Hacker News new | ask | show | jobs
by eapriv 405 days ago
Great, we can spend crazy amount of computational resources and hand-holding in order to (maybe) reproduce three lines of code.
3 comments

The significance of this is that we can fully understand this problem because it’s only 3 lines of code.

Like for learning the English language we don’t fully understand the way LLMs work. We can’t fully characterize it. So we have debates on whether the LLM actually understands English or understands what it’s talking about. We simply don’t know.

The results of this show that the transformer understands the game of life. Or whatever the transformer does with the rules of the game of life it’s safe to say that it fits a definition of understanding as mankind knows it.

Like much of machine learning where we use the abstraction of curve fitting to understand higher dimensional learning we can do the same extrapolation here.

If the transformer understands the game of life then that understanding must translate over to the LLM. The LLM understands English and understands the contents of what it is talking about.

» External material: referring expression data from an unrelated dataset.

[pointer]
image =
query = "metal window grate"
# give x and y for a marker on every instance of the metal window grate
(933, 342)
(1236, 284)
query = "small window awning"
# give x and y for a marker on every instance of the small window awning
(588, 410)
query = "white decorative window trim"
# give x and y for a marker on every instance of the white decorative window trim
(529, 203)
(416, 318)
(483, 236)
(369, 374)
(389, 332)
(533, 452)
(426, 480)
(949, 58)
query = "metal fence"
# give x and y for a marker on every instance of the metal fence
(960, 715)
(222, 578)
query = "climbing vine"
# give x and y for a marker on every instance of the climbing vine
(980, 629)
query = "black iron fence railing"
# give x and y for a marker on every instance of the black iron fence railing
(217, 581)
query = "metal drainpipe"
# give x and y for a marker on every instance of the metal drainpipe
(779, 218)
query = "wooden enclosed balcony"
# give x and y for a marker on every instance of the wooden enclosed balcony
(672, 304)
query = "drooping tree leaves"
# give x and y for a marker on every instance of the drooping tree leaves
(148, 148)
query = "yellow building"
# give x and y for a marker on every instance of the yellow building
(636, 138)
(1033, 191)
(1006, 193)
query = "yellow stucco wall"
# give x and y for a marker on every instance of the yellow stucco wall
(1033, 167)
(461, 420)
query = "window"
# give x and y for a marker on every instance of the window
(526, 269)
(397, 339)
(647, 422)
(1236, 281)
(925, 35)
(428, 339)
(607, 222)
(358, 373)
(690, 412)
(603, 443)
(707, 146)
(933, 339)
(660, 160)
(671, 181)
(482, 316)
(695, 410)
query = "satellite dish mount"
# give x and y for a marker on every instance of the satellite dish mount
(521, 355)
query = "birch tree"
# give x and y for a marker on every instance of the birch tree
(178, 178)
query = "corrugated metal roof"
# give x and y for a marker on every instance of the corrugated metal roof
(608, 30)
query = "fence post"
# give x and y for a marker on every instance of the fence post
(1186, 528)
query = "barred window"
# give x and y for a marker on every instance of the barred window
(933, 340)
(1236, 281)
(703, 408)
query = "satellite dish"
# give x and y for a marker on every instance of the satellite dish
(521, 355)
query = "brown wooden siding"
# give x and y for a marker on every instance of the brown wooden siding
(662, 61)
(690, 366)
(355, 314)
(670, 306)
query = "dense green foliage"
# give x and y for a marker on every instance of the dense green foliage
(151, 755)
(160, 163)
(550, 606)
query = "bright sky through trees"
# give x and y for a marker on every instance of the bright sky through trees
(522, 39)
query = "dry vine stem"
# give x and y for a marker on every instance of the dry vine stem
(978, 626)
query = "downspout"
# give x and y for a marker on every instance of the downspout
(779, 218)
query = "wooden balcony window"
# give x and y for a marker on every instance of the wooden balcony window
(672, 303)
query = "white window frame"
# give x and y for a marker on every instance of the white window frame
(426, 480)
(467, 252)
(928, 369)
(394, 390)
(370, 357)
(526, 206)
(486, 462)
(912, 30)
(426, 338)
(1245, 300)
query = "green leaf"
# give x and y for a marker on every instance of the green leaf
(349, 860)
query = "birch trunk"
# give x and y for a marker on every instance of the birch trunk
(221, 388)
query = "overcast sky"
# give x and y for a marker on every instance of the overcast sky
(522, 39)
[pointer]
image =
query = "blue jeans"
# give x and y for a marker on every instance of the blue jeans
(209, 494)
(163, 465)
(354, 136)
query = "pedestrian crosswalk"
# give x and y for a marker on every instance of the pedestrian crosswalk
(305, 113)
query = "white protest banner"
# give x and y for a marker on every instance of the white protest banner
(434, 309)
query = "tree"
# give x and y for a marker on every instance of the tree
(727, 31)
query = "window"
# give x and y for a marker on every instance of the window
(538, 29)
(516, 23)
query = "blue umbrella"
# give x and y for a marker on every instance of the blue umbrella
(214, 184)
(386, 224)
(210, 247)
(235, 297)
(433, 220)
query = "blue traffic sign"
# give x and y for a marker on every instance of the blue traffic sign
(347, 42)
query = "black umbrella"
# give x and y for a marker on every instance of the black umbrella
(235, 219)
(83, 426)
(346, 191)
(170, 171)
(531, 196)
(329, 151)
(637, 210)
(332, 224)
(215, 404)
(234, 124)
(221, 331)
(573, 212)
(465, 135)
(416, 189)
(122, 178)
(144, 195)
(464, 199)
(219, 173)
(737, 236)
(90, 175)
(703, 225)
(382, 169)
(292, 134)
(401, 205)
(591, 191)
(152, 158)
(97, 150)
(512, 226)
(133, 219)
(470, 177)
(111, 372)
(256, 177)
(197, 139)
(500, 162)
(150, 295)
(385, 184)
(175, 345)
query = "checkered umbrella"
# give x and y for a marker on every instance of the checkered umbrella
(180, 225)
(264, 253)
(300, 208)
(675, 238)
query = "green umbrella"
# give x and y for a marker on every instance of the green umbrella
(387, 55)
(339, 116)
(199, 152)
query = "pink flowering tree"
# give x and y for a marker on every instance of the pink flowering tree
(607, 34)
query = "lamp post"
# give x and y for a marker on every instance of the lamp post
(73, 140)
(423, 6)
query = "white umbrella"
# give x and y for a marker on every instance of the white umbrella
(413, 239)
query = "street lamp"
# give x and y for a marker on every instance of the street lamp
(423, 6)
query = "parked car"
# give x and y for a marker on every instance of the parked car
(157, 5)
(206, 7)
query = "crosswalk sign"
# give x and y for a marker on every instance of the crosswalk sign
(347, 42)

There was a clear gradient of understanding before understanding the game of life hit saturation. The transformer lived in a state where it didn’t get everything right but it understood the game of life to a degree.

We can extrapolate that gradient to LLMs as well. LLMs are likely on that gradient, not yet at saturation. Either way, I think it’s safe to say that LLMs understand what they are talking about. It’s just that they haven’t hit saturation yet. There’s clearly things that we as humans understand better than the LLM.

But let’s extrapolate this concept to an even higher level:

Have we as humans hit saturation yet?

It's a theoretical result to help determine what they're capable of, not a practical solution. Of course you can write the code yourself - but that's not the point!
Well, you could also implement this by hand-writing weights for one convolution layer.

There are only 512 training examples needed for that, and it would be a lot more interesting if a learning algorithm were able to fit that 3x3 convolution layer from those 512 examples. IIRC, and don't quote me on that, but that's not been done.

Exactly my thoughts. This is not useful at all. We already know how to write exact and correct code to implement that. This is no task that we should throw ANNs at.
Basic research has non-obvious utility and it deserves its own spotlight.

It’s similar to comparing hardware radio and software-defined radio: Yes, we already know how to build a radio with hardware but a software-defined one offers greater flexibility.